EN Bİ ORTAYA KARIŞIK...


"müjdeler olsun,
kar yağdıııııı!!!"

Eskiden böyle bir çocuk şarkısı mevcuttu TRT’ de ve
nedense devamlı çalınırdı kar yağdığı müddetçe.
Çünki TRT çocuklara
mütemadiyen bir "kar sevgisi kazandırma" faaliyeti içindeydi ki,
dinledikçe ablamı ve beni
hüngür hüngür ağlatan:
"üzgünümmm karlar eridiiii
kardanadamım daaaaaa
üzgünüm kırıldı oyucağım,
oyunum kaldı yarım,
üzgünüm kavga ettim arkadaşımlaaaa"
diye,
hüzün dozu çoğu "yetişkin şarkısından" fazla
bir şarkı da çalardı sık sık.
Minik bi kızımızla da bi klip yapılmıştı bu şarkıya,
üfff yani.
Hiçbi derdiniz yoksa bile,
"kahpe bu dünya ülennnn" diyip ağlayasınız gelirdi.
( - o yaşta?
- evet o yaşta! )

Düşünün kar yağınca
"müjdeler olsun" diye höynkürtülüyorsunuz,
karlar erimye başlayınca,
kardanadamınızın eridiği yetmiyormuş gibi,
hem oyuncağınız kırılıyor,
hem de arkadaşınızla kavga ediyorsunuz!
Hani şimdi çekmiş olsalar,
işi klibin sonunda getirip küresel ısınmaya dayandıracaklar.

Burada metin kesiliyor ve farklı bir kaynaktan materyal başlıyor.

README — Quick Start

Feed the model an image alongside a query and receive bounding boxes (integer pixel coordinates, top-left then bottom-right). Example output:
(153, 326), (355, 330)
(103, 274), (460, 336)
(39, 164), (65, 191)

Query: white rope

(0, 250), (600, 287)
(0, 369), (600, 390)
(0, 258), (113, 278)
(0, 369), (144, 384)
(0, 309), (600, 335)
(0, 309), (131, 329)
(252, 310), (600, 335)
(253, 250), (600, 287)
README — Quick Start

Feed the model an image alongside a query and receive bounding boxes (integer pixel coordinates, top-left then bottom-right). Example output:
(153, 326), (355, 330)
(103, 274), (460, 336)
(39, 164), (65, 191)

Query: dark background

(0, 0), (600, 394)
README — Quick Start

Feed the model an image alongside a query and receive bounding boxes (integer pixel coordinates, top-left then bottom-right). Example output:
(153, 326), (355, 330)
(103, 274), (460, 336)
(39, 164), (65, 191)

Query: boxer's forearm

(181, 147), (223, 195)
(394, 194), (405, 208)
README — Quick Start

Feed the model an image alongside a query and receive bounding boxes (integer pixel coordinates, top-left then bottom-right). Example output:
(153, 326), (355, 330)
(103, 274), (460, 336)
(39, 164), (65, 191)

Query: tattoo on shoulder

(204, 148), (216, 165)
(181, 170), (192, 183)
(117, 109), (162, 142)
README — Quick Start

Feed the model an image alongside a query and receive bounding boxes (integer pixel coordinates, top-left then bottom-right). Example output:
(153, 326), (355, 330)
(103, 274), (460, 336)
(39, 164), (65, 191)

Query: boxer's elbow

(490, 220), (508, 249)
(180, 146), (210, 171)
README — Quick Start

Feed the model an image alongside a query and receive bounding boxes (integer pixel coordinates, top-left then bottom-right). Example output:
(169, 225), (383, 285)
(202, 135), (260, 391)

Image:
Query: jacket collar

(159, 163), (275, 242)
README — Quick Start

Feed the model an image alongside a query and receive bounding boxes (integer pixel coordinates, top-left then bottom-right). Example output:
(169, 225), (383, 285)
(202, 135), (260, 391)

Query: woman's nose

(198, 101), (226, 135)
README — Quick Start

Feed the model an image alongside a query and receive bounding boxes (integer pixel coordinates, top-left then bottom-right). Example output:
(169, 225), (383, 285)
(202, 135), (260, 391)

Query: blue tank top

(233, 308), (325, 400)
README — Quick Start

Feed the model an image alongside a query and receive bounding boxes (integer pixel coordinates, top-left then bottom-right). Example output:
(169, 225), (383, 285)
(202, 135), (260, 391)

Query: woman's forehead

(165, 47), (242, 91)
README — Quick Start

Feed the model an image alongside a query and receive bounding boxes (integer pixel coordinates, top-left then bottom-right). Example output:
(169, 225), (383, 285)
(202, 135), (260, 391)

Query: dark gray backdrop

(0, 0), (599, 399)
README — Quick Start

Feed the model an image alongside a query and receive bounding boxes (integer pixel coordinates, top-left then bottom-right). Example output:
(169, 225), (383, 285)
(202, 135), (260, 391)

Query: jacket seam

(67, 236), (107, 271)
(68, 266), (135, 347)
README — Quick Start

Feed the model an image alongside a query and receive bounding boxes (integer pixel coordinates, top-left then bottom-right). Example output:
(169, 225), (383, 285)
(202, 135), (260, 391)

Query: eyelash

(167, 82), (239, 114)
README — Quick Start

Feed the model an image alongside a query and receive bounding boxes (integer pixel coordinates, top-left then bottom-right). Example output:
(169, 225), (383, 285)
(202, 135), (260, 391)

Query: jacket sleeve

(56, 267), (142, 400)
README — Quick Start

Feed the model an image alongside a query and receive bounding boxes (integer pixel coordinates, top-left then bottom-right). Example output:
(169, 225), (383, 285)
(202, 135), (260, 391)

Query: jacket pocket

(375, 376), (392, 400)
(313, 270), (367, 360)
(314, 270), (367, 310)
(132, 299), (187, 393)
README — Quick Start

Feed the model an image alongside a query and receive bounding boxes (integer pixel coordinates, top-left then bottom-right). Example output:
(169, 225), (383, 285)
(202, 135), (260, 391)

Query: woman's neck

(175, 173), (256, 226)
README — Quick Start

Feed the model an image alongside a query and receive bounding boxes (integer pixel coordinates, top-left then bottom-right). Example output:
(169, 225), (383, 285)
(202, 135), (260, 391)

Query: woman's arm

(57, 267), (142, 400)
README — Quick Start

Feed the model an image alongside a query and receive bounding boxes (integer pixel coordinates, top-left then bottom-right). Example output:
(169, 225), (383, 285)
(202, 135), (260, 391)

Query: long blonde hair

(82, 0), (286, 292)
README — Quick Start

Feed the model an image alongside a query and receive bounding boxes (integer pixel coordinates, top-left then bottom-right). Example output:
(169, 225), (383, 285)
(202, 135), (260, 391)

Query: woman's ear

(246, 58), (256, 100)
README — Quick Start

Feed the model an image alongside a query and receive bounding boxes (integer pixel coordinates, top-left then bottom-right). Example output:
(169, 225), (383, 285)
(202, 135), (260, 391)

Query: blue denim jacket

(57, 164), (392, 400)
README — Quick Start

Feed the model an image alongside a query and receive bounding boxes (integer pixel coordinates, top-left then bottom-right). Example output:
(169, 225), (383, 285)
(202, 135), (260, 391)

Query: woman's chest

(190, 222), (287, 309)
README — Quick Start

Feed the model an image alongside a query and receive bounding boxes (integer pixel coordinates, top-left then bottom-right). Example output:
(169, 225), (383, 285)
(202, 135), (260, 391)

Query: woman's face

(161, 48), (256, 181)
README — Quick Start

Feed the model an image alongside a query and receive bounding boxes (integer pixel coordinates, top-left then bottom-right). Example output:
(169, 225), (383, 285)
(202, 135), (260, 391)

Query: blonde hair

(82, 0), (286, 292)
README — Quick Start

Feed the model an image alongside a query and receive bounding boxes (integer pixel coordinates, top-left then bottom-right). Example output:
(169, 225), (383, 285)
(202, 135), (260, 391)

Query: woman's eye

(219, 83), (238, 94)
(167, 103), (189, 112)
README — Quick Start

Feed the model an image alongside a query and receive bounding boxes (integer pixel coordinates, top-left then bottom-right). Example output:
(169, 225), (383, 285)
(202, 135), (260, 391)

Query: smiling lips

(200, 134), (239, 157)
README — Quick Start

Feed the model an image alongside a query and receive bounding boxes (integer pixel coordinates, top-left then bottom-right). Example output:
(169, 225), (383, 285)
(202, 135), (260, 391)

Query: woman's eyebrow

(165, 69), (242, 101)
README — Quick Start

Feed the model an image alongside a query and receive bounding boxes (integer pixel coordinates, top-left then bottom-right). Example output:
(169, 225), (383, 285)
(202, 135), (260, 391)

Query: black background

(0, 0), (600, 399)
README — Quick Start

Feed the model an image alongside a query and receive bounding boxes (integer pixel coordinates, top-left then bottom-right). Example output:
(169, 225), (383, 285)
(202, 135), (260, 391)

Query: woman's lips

Bu ve benzeri çalışmalar yüzünden,
bir kış sezonu,
yataktan kalkar kalkmaz,
küçük burnumu cama dayayarak kar yağdı mı
yağmadı mı diye bakmakla geçti.
O zamanlar da bir günlüğüm vardı
ve amacım o günlüğe şu cümleyi yazmaktı:
- Bu sabah bi uyandım, her taraf bembeyazdı sevgili günlük.
Netekim yazmıştım da sonunda galiba,
bak onu tam hatırlamıyorum,
nedense o korkunç bekleyişi hatırlıyorum yalnızca.
Zaten "bi şey uğruna ne kadar savaşırsan o kadar değerli olur" derler ya,
bende durum tam tersi.
Bir şeye ulaşmak için çok fazla uğraşmış,
çok fazla zorluk yaşamış
ve türlü sıkıntılara katlanmışsam,
"o şey" bana eskisi kadar cazip gelmiyor,
gelse de,
"ilk istediğim an" elde etsem bana vereceği zevki vermiyor.
Ben de böyle,
ters bi tipim işte.
Kaçan kovalanır lafına da gıcık olduğumu devamlı söylemem de bu yüzden belki de.
Elde etmek için o kadar uğraştığım sevgiliyi napiyim ben be?
( hiç! )

Ya bi dakka ben nereden bu konuya geldim?
Hah!
"Müjdeler olsun kar yağdııııı" yı,
gündemimize uyarlamak isteyerek çıkmıştım yola
ve etmek istediğim laf şuydu:
Müjdeler olsun Handeynen Fazıl barıştıııııı..
Allaaaam allaaaaam,
şu an saadetten ölebilirim inan!
Tunaynan İclal de barışırsa,
tam olacak bu iş!
Ne kaadddar möhimmmm,
ne kaddar can alıcı konularla uğraşıyoruz,
farkındasın deel mi sevgili halkım!
Ama zaten millet,
"ciddi konularla ilgilenme kotasını" fazla fazla doldurdu,
şimdi yeni magazin bombaları patlatmak lazım.
Artı biraz eğlenmek lazım.

Misal,
ben,
dün gece Kanaltürk’ te Gerçekler’ i seyrederken,
bir taraftan da Eurovision’ daki gelişmeleri takip ettim,
hatta dinlediğim şarkılar arasından kendimce bir
"finale çıkması muhtemel 10" belirledim ve
10’ da 6 bildim.
Aşağıdaki listede kırmızı olanlar,
benim ilk 10’ a kalacağını bildiklerimdir:
( efem dikkat ederseniz hepsini bildim sahtekarlığına girmiyorum,
hangilerini doğru tahmin edebildiğimi direkt söylüyorum.
öhm! )
Belarus, Makedonya,
Slovenya, Macaristan, Gürcistan, Letonya, Sırbistan, Bulgaristan, Türkiye, Moldova.

Bu listede özellikle
Gürcistan ve Moldova’ yı sürpriz biçimde bildim,
çünkü sevgilim dahil kimse şans vermemişti kendilerine.
Belarus ise bankoydu bana göre,
ilk 5’ e girer Cumartesi akşamı yapılacak finalde de.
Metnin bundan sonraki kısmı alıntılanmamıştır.